News and Reports
The Barth Report – Hops 2009-10
[ An excerpt from the Foreward ]
"Following the 2007 harvest, encouraged by the prospect of long-term contracts, the additional acreage demanded by the brewing industry was planted. Just when crop volume in 2008 suggested that global supply shortage on the hop market had been eradicated, the world economic crisis and the new market situation made the hop world quake. The quantity of alpha acid now required is significantly lower than the figure calculated by the brewing industry only three years ago, and crop 2009 will present the hop and brewing industries with further supplies of alpha acid that are surplus to requirements"
The Barth Report – Hops 2008-09
[ An excerpt from the Market Analysis section ]
Against the backdrop of a very pronounced financial and economic crisis on a global scale, world hop production volume in 2008 reached an all-time record level in tonnes of alpha acids.
The high volume of alpha acid produced in Germany played a significant part in this development. The hop supply crisis that had affected the brewing industry since crop year 2006 thus came to an end and the latterly completely overheated market settled down again. The price boom that had persisted since the summer of 2006 due to the supply shortage in the hop market finally ended in January 2009. The short duration of the spot market in Germany was unusual, but also understandable in view of the growing world economic crisis. This was despite the fact that hardly any market formed in the USA for lack of available hops. Farm-gate purchasing began in late September and finished only three weeks later.
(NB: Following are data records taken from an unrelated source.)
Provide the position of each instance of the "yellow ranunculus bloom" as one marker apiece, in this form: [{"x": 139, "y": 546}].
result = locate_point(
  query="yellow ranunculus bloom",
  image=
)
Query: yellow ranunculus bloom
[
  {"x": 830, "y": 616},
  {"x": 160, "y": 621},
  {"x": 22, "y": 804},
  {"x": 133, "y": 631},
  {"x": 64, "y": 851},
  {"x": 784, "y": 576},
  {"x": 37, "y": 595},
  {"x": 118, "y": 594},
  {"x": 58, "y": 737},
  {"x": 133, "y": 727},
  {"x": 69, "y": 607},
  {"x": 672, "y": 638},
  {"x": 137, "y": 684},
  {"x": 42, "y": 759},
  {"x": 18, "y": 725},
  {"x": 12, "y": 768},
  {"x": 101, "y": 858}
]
In view of the high spot prices, particularly for high alpha varieties, reaching a peak of 10.50 EUR/kg in Germany, all the trading companies very quickly abandoned their spot purchasing activities as they were afraid that they would be left holding large and expensive stocks at the end of the marketing campaign.
The Barth Report – Hops 2007-08
[ An excerpt from the Market Analysis section ]
Crop year 2007 will go down in the history of the hop industry as the year of the turbo boom. The extent of the scarcity of hops and the resulting explosion in prices took the market participants at all levels by surprise.
And yet this drama was structurally foreseeable. In the spring of 2007 it was already clear that the supply bottlenecks resulting from the high global growth in the brewing industry, and in the absence of any notable increase in acreage, were not to be resolved without an outstanding harvest in 2007. The hoped for record harvest did not arrive.